Carlin with his signature style, poked fun at whatever he could write a good joke about. Famously irreverent, Carlin would joke about the church, the state, American Football, and even language itself. Truly a master of his craft, Carlin changed comedy forever, by showing the world that it’s okay to laugh at anything, even death itself. After his death his body was cremated, and by his request scattered at many of his favorite places to perform, and a beloved childhood summer camp.

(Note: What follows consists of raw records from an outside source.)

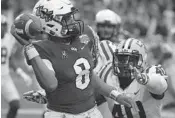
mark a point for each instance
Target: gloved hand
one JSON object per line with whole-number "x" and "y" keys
{"x": 123, "y": 99}
{"x": 142, "y": 78}
{"x": 27, "y": 79}
{"x": 36, "y": 96}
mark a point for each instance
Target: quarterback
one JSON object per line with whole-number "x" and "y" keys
{"x": 64, "y": 63}
{"x": 8, "y": 89}
{"x": 130, "y": 74}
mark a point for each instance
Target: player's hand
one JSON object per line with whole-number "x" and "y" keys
{"x": 27, "y": 79}
{"x": 18, "y": 38}
{"x": 142, "y": 78}
{"x": 36, "y": 96}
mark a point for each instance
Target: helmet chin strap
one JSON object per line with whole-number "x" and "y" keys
{"x": 125, "y": 82}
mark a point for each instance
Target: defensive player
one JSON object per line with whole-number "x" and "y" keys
{"x": 130, "y": 74}
{"x": 63, "y": 64}
{"x": 108, "y": 27}
{"x": 8, "y": 89}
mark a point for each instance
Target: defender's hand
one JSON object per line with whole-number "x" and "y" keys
{"x": 142, "y": 78}
{"x": 36, "y": 96}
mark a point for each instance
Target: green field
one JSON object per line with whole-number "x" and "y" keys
{"x": 33, "y": 110}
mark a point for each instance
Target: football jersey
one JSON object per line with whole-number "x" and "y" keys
{"x": 149, "y": 104}
{"x": 7, "y": 44}
{"x": 72, "y": 65}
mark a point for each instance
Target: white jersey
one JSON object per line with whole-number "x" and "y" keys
{"x": 7, "y": 44}
{"x": 149, "y": 105}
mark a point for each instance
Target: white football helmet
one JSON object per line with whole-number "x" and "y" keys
{"x": 108, "y": 24}
{"x": 57, "y": 18}
{"x": 129, "y": 52}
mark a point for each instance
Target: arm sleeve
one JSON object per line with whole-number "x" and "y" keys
{"x": 43, "y": 69}
{"x": 157, "y": 83}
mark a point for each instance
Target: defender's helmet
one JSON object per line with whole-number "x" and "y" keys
{"x": 108, "y": 24}
{"x": 129, "y": 52}
{"x": 57, "y": 18}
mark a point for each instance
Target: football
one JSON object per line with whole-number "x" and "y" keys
{"x": 27, "y": 26}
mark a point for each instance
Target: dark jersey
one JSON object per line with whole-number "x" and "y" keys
{"x": 72, "y": 65}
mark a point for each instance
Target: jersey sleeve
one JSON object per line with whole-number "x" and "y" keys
{"x": 94, "y": 44}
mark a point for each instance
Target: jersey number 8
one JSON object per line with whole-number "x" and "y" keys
{"x": 81, "y": 68}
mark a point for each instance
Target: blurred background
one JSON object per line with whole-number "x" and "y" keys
{"x": 152, "y": 21}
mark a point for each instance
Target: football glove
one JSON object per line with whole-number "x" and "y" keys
{"x": 36, "y": 96}
{"x": 142, "y": 78}
{"x": 123, "y": 99}
{"x": 27, "y": 79}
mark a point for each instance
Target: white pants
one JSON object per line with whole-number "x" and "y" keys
{"x": 8, "y": 89}
{"x": 92, "y": 113}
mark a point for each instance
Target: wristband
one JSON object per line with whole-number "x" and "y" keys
{"x": 31, "y": 52}
{"x": 144, "y": 79}
{"x": 114, "y": 94}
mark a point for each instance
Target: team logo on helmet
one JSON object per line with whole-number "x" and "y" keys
{"x": 84, "y": 39}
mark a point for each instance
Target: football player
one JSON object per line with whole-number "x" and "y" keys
{"x": 8, "y": 89}
{"x": 63, "y": 64}
{"x": 130, "y": 74}
{"x": 108, "y": 27}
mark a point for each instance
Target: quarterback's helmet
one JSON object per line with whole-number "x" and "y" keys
{"x": 107, "y": 23}
{"x": 57, "y": 18}
{"x": 3, "y": 25}
{"x": 129, "y": 52}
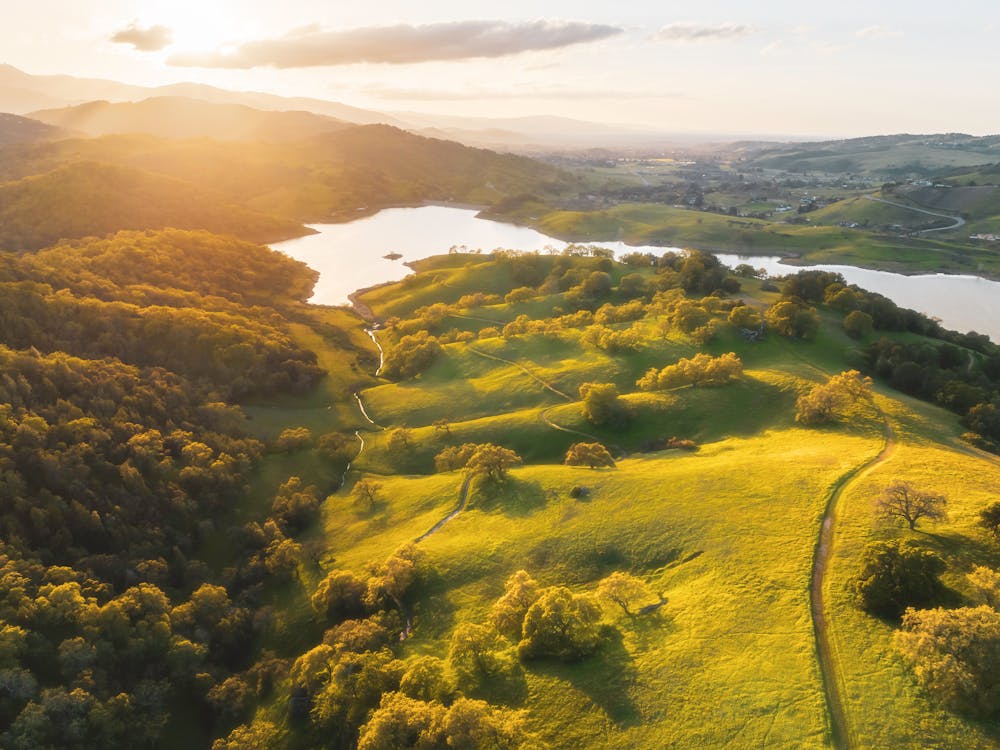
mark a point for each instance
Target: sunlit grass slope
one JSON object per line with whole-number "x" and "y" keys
{"x": 726, "y": 534}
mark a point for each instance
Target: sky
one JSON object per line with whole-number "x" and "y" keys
{"x": 722, "y": 67}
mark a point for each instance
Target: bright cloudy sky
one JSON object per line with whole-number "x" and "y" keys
{"x": 849, "y": 67}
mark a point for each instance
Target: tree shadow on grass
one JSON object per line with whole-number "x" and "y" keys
{"x": 508, "y": 687}
{"x": 606, "y": 678}
{"x": 515, "y": 497}
{"x": 649, "y": 630}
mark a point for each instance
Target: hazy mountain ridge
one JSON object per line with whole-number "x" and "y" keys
{"x": 183, "y": 117}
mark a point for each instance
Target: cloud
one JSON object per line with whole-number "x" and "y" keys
{"x": 460, "y": 40}
{"x": 876, "y": 32}
{"x": 151, "y": 39}
{"x": 697, "y": 32}
{"x": 489, "y": 94}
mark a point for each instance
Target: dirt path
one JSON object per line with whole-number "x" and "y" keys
{"x": 524, "y": 369}
{"x": 959, "y": 221}
{"x": 381, "y": 352}
{"x": 463, "y": 496}
{"x": 832, "y": 681}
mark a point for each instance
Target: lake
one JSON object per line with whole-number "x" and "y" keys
{"x": 350, "y": 257}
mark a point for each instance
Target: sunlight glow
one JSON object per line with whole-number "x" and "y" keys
{"x": 201, "y": 27}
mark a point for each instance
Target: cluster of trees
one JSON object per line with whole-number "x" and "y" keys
{"x": 699, "y": 370}
{"x": 128, "y": 265}
{"x": 602, "y": 406}
{"x": 827, "y": 401}
{"x": 695, "y": 318}
{"x": 411, "y": 355}
{"x": 946, "y": 372}
{"x": 792, "y": 318}
{"x": 613, "y": 341}
{"x": 947, "y": 375}
{"x": 356, "y": 691}
{"x": 589, "y": 454}
{"x": 89, "y": 199}
{"x": 120, "y": 464}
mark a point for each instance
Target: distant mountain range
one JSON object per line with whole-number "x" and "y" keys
{"x": 183, "y": 117}
{"x": 15, "y": 129}
{"x": 58, "y": 100}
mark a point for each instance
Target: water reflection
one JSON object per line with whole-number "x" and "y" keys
{"x": 351, "y": 256}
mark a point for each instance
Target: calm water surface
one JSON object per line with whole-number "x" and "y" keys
{"x": 350, "y": 257}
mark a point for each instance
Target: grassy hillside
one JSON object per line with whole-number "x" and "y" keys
{"x": 726, "y": 535}
{"x": 656, "y": 224}
{"x": 888, "y": 155}
{"x": 181, "y": 117}
{"x": 88, "y": 198}
{"x": 335, "y": 176}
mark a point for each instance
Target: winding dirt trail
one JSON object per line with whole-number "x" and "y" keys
{"x": 959, "y": 221}
{"x": 463, "y": 496}
{"x": 524, "y": 369}
{"x": 833, "y": 682}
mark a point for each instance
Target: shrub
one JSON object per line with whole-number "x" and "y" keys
{"x": 700, "y": 370}
{"x": 897, "y": 575}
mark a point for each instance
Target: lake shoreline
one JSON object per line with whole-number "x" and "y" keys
{"x": 351, "y": 259}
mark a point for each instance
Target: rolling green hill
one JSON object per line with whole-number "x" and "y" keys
{"x": 726, "y": 535}
{"x": 88, "y": 198}
{"x": 335, "y": 176}
{"x": 889, "y": 155}
{"x": 182, "y": 117}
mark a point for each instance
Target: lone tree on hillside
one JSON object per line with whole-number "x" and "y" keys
{"x": 896, "y": 575}
{"x": 955, "y": 655}
{"x": 492, "y": 461}
{"x": 624, "y": 590}
{"x": 824, "y": 402}
{"x": 792, "y": 318}
{"x": 366, "y": 491}
{"x": 602, "y": 406}
{"x": 560, "y": 624}
{"x": 903, "y": 500}
{"x": 989, "y": 519}
{"x": 589, "y": 454}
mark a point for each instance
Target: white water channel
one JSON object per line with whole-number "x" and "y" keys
{"x": 350, "y": 257}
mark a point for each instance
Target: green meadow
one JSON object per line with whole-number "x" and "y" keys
{"x": 726, "y": 534}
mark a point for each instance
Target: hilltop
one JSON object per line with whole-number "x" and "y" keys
{"x": 183, "y": 117}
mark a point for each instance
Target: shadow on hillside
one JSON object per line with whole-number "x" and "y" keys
{"x": 972, "y": 550}
{"x": 515, "y": 497}
{"x": 509, "y": 687}
{"x": 606, "y": 678}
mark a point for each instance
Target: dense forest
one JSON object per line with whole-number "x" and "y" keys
{"x": 253, "y": 190}
{"x": 545, "y": 520}
{"x": 121, "y": 453}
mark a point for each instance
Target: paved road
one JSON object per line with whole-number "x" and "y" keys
{"x": 832, "y": 682}
{"x": 959, "y": 221}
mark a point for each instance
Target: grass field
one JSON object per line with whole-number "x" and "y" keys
{"x": 727, "y": 533}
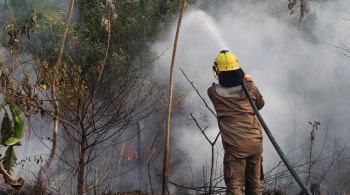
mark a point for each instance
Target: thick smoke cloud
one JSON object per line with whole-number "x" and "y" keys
{"x": 301, "y": 76}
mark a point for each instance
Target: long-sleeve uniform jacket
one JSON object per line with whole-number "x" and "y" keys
{"x": 240, "y": 130}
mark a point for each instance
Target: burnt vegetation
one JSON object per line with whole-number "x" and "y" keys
{"x": 75, "y": 80}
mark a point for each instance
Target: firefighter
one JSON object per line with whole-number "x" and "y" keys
{"x": 240, "y": 130}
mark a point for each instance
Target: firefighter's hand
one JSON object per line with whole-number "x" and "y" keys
{"x": 248, "y": 77}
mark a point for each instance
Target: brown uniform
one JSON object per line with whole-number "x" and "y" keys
{"x": 241, "y": 136}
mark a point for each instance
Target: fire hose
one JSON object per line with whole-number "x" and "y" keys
{"x": 273, "y": 141}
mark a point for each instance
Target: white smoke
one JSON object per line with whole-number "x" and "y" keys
{"x": 301, "y": 76}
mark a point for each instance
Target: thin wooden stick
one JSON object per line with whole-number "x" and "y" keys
{"x": 165, "y": 179}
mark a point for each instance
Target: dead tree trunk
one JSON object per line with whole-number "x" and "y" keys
{"x": 81, "y": 165}
{"x": 43, "y": 170}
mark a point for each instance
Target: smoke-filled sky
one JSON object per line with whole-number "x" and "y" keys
{"x": 300, "y": 75}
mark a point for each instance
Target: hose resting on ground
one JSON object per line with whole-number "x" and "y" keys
{"x": 273, "y": 141}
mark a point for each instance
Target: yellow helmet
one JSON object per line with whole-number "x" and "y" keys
{"x": 226, "y": 61}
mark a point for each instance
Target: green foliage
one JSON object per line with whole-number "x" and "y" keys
{"x": 10, "y": 136}
{"x": 9, "y": 160}
{"x": 6, "y": 128}
{"x": 18, "y": 121}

Many of his personal effects, records, artifacts, notes, set lists, scrapbooks, tickets and clothing and even signs the funny man would snatch from the theaters where he played, were donated by his daughter to the National Comedy Center. A historic comedian, fans can be reassured they will likely be able to view these artifacts in exhibit form. The house has not yet been listed on the market, so it is likely to remain in the family estate.
He was married to Brenda Hosbrook in 1960 and the couple had one child. Tragically she passed in 1997, the day before Carlin’s 60th birthday. He did find love again, marrying Sally Wade, and they remained together until Carlin’s passing.
Carlin, arguably one of the best comedians of all time, passed away with a net worth of $10 Million. Carlin was a well known comedian, often earning $250,000 a year through the 1960s, a huge sum in those days. Then in the seventies he changed his image and routine to appeal to younger audiences, eventually adopting the persona that made him so famous. Still remembered today as one of the greats.